His fortunes began to turn only in August when, as his main rivals began making serious slips, the SPD rolled out a campaign that was tailored around Scholz, with images as striking as the message.

It repositioned Scholz as a progressive, ready to roll back the worst extremes of the reforms with a €12 minimum wage, stable pensions and more generous welfare payments. With a united campaign message – fairness – his party banded behind him, and voters followed.

Scholz, born in Osnabrück, studied law, entered the Bundestag in 1998 and left his radical student politics at the door. Party colleagues say he is admired rather than liked for his thick skin and stamina: some praise his “dry wit” while others have encountered a “patronising intellectual”.

In the first Merkel grand coalition, as labour minister during the banking and euro crises, Scholz earned kudos for implementing emergency measures that kept Germans at work and the economy out of recession.

Back in Hamburg from 2011, as SPD governing mayor for seven years, he was a popular law-and-order figure – until 2017 when riots at the G20 meeting transformed the city into a war zone.

Untested alliance

As federal finance minister for the past four years, Scholz brought a new generation of economists and advisers into his ministry to soften an economic orthodoxy that left Berlin increasingly out of step with its fellow euro zone members. When the pandemic struck, this team shaped and rolled out emergency stimulus measures at home and at EU level – the latter allowing Brussels issue bonds for the first time. Scholz has sent mixed signals on whether that was a one-off measure.

Before that EU reform debate can begin in earnest, however, Scholz has to make a go of his untested three-way alliance at home with diametrically opposed coalition partners: the neoliberal Free Democratic Party (FDP) and leftist Greens.

After speedy and discreet coalition talks, they have committed to expensive promises – more generous welfare and far-reaching economic transformation – but without tax increases and, as yet, no clear financing plan.
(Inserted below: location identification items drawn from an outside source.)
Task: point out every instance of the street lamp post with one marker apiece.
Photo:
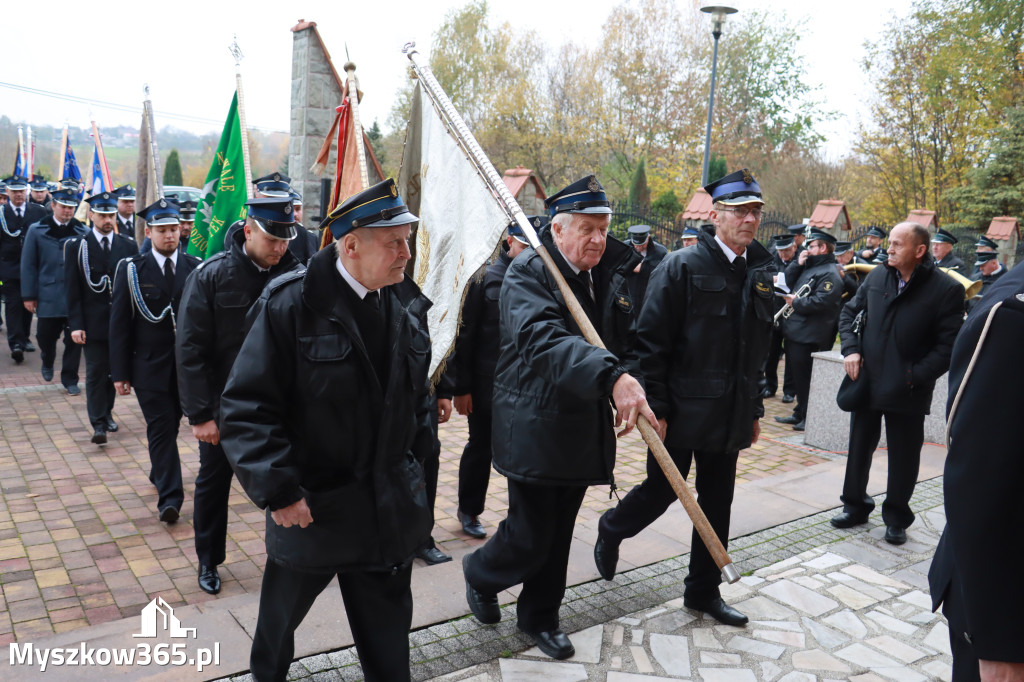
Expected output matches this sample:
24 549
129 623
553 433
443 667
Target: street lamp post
718 14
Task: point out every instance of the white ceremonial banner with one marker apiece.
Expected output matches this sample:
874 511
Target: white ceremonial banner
461 221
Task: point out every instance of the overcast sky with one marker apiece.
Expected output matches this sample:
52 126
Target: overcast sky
180 50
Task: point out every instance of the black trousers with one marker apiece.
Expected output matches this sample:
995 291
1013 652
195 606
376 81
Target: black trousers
99 393
163 415
798 357
775 350
213 486
379 605
530 547
48 330
17 318
905 435
715 482
474 467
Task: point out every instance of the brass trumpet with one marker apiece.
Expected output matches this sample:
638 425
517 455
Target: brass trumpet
971 288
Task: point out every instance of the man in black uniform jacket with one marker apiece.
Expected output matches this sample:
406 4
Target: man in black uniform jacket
942 251
652 254
471 373
16 215
89 265
326 419
701 343
984 475
142 345
211 329
553 432
811 327
911 314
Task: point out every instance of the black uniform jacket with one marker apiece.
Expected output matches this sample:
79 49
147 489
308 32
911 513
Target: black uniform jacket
813 317
471 367
12 238
984 474
212 324
907 338
88 309
701 341
655 254
955 263
142 352
303 415
552 418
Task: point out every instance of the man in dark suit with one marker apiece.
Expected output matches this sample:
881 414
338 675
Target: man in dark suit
146 293
709 315
984 474
560 439
15 216
942 251
911 313
43 286
211 329
325 419
89 265
652 254
126 210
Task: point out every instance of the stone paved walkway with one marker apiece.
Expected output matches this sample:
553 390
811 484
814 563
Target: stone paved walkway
80 544
824 605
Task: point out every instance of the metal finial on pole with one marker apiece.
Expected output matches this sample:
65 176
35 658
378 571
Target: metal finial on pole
247 167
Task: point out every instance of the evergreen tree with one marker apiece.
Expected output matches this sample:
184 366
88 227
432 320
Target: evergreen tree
172 171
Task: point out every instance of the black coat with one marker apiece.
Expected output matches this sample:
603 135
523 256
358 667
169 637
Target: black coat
552 420
303 415
142 352
984 475
212 324
955 263
813 317
907 339
471 367
701 341
87 308
12 239
655 254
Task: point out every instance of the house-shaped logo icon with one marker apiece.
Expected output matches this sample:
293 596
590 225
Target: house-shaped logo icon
159 615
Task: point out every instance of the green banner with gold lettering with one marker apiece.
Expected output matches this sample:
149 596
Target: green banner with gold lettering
224 196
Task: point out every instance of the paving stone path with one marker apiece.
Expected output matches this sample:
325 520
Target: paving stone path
824 604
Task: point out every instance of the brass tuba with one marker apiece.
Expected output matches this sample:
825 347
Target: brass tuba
971 288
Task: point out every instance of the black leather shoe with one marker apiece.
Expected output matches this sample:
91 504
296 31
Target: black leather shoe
553 642
432 556
471 525
719 610
606 558
895 536
847 520
209 580
484 606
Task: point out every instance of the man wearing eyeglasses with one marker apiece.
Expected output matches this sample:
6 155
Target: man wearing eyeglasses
702 338
811 327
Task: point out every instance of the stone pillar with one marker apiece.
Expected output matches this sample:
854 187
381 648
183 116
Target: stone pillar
316 92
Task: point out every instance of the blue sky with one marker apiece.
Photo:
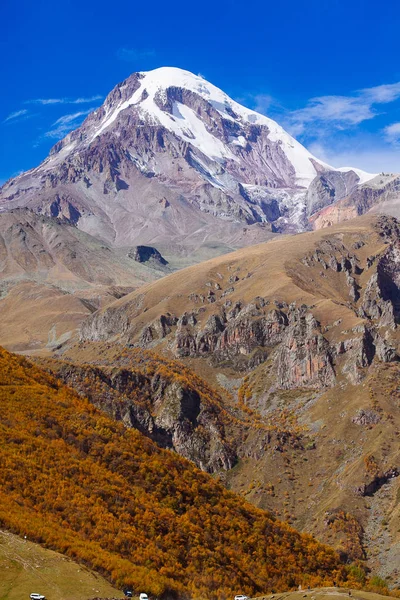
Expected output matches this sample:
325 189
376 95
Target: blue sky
328 71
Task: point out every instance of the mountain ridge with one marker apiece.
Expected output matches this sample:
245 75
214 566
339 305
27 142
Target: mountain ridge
170 160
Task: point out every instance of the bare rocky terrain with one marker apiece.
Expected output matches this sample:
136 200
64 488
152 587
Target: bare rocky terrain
171 161
298 342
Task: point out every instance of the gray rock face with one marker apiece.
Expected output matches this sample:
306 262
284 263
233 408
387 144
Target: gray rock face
147 254
381 300
169 158
169 412
304 358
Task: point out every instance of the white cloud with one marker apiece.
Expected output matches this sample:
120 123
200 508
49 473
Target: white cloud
342 112
381 94
392 133
16 116
66 123
373 159
46 101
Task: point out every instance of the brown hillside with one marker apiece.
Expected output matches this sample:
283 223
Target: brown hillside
302 330
80 483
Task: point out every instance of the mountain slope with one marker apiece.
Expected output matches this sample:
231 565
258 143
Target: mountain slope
301 335
171 160
76 481
27 567
52 276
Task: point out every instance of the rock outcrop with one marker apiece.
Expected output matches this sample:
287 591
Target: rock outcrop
169 411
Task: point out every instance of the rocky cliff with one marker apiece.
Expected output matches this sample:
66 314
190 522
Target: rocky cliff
171 160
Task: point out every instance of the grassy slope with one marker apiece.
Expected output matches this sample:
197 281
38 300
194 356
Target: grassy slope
26 567
78 482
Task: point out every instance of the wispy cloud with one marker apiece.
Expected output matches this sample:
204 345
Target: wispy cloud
134 54
46 101
66 123
341 112
373 158
381 94
16 116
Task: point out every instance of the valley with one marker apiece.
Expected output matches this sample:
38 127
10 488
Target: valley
200 358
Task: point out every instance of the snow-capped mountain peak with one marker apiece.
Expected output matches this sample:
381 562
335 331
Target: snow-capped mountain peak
167 148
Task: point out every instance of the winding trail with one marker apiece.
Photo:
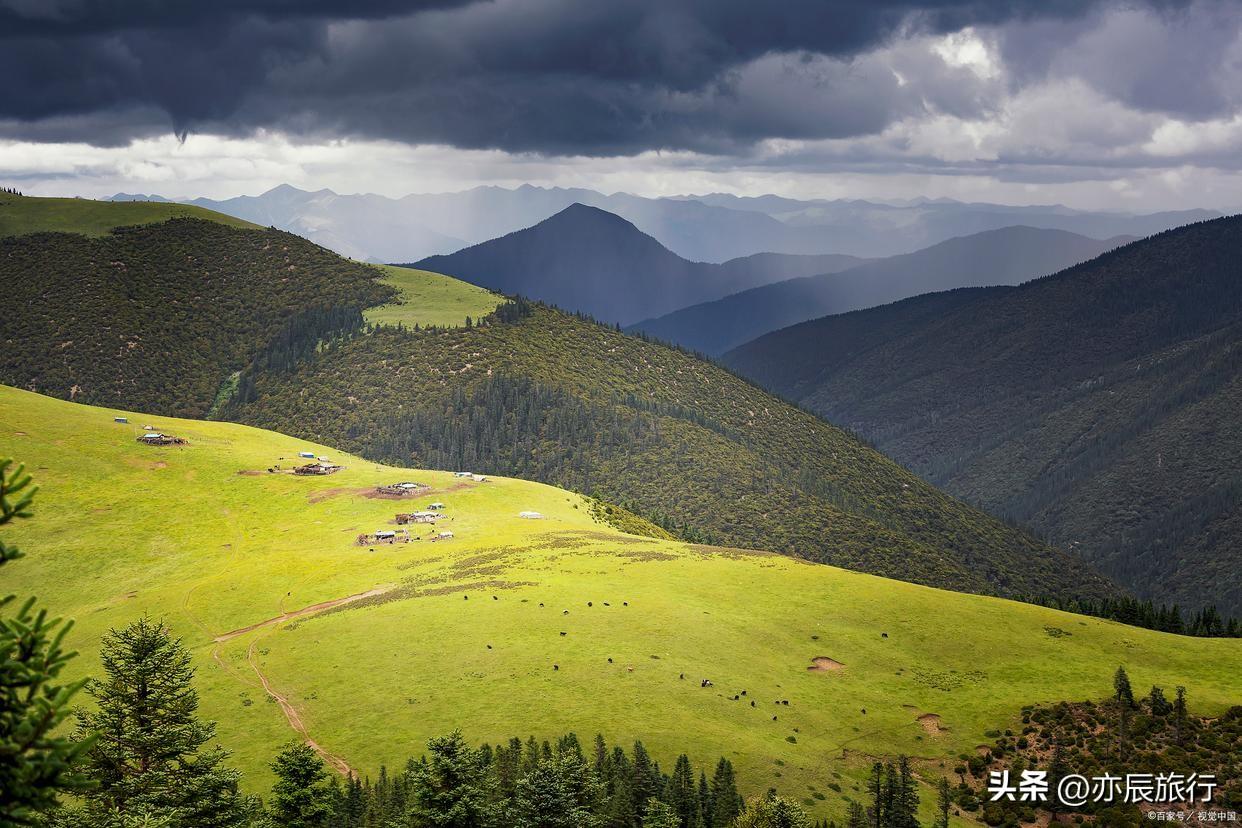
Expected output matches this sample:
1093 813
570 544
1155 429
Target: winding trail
294 718
291 713
299 613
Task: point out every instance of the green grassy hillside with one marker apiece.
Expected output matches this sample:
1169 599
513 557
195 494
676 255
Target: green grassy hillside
557 399
22 215
204 536
427 298
194 318
1097 405
160 315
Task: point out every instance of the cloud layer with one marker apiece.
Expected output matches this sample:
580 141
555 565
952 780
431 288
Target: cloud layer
1019 90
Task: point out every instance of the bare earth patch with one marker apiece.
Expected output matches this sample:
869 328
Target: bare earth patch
824 664
304 611
930 723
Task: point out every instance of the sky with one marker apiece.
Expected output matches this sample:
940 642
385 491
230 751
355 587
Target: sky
1093 103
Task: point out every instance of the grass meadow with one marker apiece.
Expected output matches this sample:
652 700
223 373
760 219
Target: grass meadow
467 632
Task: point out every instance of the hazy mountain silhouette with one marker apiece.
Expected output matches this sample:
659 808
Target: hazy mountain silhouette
1005 256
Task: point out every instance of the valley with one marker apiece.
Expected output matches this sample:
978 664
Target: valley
203 536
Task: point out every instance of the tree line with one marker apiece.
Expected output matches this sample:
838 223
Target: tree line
1206 623
145 760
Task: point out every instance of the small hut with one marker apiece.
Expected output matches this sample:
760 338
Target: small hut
318 467
157 438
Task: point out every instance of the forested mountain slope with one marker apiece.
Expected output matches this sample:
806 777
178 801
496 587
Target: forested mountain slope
1098 405
1005 256
586 260
198 318
517 626
31 215
159 315
557 399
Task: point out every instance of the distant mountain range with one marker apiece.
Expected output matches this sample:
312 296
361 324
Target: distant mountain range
194 317
703 229
1098 406
588 260
1006 256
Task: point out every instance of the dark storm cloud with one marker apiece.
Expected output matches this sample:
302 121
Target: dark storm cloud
548 76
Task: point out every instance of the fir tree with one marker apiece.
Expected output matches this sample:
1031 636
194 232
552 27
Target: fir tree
35 762
773 812
302 795
727 803
647 782
681 793
150 755
562 792
856 816
943 802
1179 714
904 810
706 805
451 787
1159 704
658 814
1122 689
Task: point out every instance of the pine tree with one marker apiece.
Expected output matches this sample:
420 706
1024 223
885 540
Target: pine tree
877 788
302 796
681 793
727 803
1057 770
773 812
706 806
150 751
35 762
451 787
943 802
619 811
1179 714
647 782
906 797
562 792
1160 705
1122 689
660 814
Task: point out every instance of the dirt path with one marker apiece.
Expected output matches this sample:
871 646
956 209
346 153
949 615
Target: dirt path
287 708
299 613
294 718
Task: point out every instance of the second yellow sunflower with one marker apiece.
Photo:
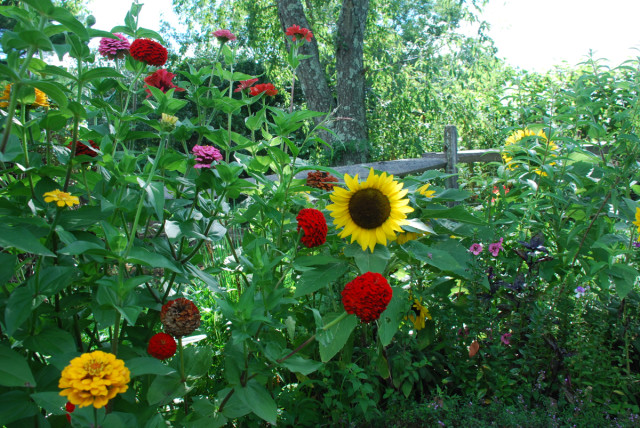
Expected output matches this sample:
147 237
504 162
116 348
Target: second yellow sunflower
371 212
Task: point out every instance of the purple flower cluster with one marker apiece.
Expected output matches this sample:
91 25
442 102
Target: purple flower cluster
112 48
205 156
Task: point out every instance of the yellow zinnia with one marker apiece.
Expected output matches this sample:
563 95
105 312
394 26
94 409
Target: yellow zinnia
419 316
372 212
424 191
61 198
93 379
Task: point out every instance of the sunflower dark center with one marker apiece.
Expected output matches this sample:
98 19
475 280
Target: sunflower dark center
369 208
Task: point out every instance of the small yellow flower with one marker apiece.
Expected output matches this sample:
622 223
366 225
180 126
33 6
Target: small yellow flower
419 316
637 222
61 198
168 122
40 101
423 190
93 379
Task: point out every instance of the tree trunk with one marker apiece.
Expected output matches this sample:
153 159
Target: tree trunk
351 123
310 72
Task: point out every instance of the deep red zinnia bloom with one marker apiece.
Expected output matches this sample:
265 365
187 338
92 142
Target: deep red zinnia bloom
245 84
299 33
162 346
268 88
161 79
180 317
367 296
149 52
84 149
314 226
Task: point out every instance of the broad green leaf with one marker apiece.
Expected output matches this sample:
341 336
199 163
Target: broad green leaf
319 278
334 338
258 399
22 239
367 261
14 370
392 316
147 365
51 341
16 405
301 365
164 388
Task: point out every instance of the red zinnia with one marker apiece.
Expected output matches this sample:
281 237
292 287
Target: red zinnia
149 52
245 84
162 346
299 33
314 226
161 79
69 407
83 149
180 317
367 296
268 88
224 36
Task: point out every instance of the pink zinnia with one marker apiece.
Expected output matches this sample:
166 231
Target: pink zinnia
475 249
205 156
113 48
267 88
245 84
224 36
495 248
299 33
505 338
161 79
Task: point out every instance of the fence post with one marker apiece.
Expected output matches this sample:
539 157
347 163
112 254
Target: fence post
451 154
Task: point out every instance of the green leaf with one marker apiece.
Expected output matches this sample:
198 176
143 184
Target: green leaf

Though an SPD chancellor, Scholz is not chairman of his party, leaving him dependent on a leadership duo to help discipline his party’s centrist and leftist wings.

Finally, a lingering scandal over a tax-dodging bank from his Hamburg days may yet come back to haunt him in Berlin.

Close confidantes say the new chancellor’s priority is a progressive government that corrects big and small social injustices, proves that industrial economies can make a green leap and repositions Berlin as a proactive European partner. Until the pandemic passes, though, no one expects to see much of that Smurf-like grin.